音読したパッセージに関する内容が1問聞かれます。

例:According to the passage, how can students learn more about their local culture?
howで聞かれた場合、”by doing so”の前の文章が答えになりやすい。

  • ポイント:接続詞を含む長い文章が答えの文章。

ステップ③:ナレーション問題(Picture Story)

3コマのイラストが提示され、それぞれのコマで「誰が何をしているか」を1文ずつナレーションで説明します。2級の二次試験と似たような問題ですが、2級より少し簡単です。

動詞は過去形、過去進行形(was/were ~ing)を使うのが基本
セリフは”The boy said, ~.”の形で、直接話法を使って言う。直接話法を使うと、吹き出しのセリフがそのまま使えます。

例:The boy said “I love tomatoes.” His father thought it was a good idea.など

  • ポイント:基本的にひとつの絵に対して2文ずつ状況を描写。冠詞の”a”/”the”が抜けてもあまり減点されませんが、主語+動詞の形と時制(過去形)は間違うと減点されるので、過去形の時制を意識しましょう!

ステップ④:意見質問(Your Opinion)

自分の生活や考え方に関する質問が2問出題されます。
社会問題や日常生活に関する内容が多いです。

例1
Do you think drinks in plastic bottles will be more popular in the future?

“Yes, I do. Because it’s convenient for people to carry drinks in plastic bottles.  Also, plastic bottles are much lighter than water bottles.” など、シンプルな理由でもいいので、Yes か No だけでなく、その理由も2文付け加えるようにしましょう。

 

例2

It is common for people to exchange messages on the Internet. Do you think sending messages on the Internet is better than talking on the phone?

No, I don’t think so. Because text messages are sometimes hard to understand. If you talk on the phone with someone you don’t know well, you will not be misunderstood.

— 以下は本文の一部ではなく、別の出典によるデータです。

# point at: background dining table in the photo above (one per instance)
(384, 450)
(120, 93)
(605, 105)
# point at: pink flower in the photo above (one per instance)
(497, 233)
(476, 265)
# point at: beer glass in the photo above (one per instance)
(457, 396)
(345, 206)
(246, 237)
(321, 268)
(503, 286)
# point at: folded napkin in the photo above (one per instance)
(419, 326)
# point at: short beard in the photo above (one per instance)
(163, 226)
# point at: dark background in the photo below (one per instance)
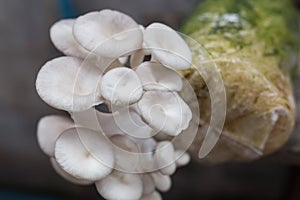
(26, 173)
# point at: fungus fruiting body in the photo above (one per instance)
(122, 151)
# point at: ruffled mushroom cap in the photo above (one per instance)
(162, 182)
(67, 83)
(181, 158)
(61, 34)
(121, 186)
(164, 157)
(155, 76)
(108, 33)
(68, 176)
(126, 154)
(49, 129)
(85, 154)
(165, 111)
(167, 46)
(148, 184)
(153, 196)
(121, 86)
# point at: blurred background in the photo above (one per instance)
(26, 173)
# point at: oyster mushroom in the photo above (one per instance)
(67, 83)
(121, 186)
(68, 176)
(148, 184)
(181, 158)
(167, 46)
(155, 76)
(85, 154)
(153, 196)
(49, 129)
(165, 111)
(62, 37)
(121, 86)
(126, 153)
(164, 157)
(108, 33)
(162, 182)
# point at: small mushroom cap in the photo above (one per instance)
(131, 123)
(120, 186)
(137, 58)
(85, 154)
(162, 182)
(126, 154)
(165, 111)
(164, 157)
(182, 158)
(49, 129)
(121, 86)
(108, 33)
(155, 76)
(67, 176)
(148, 184)
(167, 46)
(98, 121)
(67, 83)
(61, 34)
(153, 196)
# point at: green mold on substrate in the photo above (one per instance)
(254, 45)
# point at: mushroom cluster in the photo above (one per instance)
(127, 152)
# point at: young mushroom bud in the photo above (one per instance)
(121, 86)
(155, 76)
(164, 157)
(68, 176)
(120, 186)
(61, 34)
(162, 182)
(126, 153)
(165, 111)
(167, 46)
(148, 184)
(67, 83)
(49, 129)
(108, 33)
(153, 196)
(85, 154)
(182, 158)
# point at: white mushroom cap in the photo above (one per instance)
(108, 33)
(153, 196)
(62, 37)
(68, 84)
(167, 46)
(120, 186)
(146, 148)
(162, 182)
(155, 76)
(67, 176)
(164, 157)
(121, 86)
(85, 154)
(131, 123)
(49, 129)
(97, 121)
(126, 154)
(165, 111)
(182, 158)
(148, 184)
(137, 58)
(119, 122)
(123, 60)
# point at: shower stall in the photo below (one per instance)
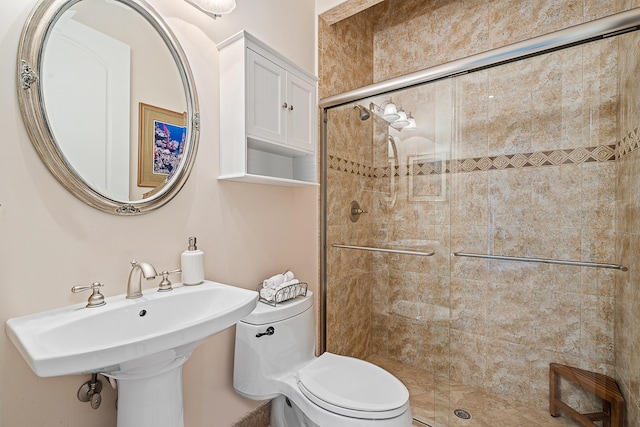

  • ポイント:質問には、”Yes, I do.” または “No, I don’t.” で答えた後、理由や説明を2文で追加しよう。

準2級プラス:実際の問題と解答例

Food Culture
These days, people in Japan are forgetting about their traditional food culture. One reason for this is that the eating habits of young people are changing. Now, some schools have started teaching students about traditional local meals. Students make such meals in class, and by doing so they can learn more about their local culture.

参照:二次試験のサンプル問題がPDF

模擬質問とモデル回答

No.1: According to the passage, how can students learn more about their local culture?

モデル回答:
By making traditional local meals.

No.2: Now, please look at the picture and describe the situation. You have 20 seconds to prepare. Your story should begin with the sentence on the card.

モデル回答:
One day, Mr. and Mrs. Sato were eating lunch with their daughter, Yuki.
Their daughter said, “I love tomatoes.” Mr. and Mrs. Sato listened to her.
After lunch, Mrs. Sato said, “I want to grow tomatoes with Yuki.” Mr. Sato thought it was a good idea.
The next summer, their tomatoes were eaten by birds, so she couldn’t make a tomato salad.

No.3: Do you think drinks in plastic bottles will be more popular in the future?

Yesの場合:
Yes, I do. Because it’s convenient for people to carry drinks in plastic bottles.  Also, plastic bottles are much lighter than water bottles.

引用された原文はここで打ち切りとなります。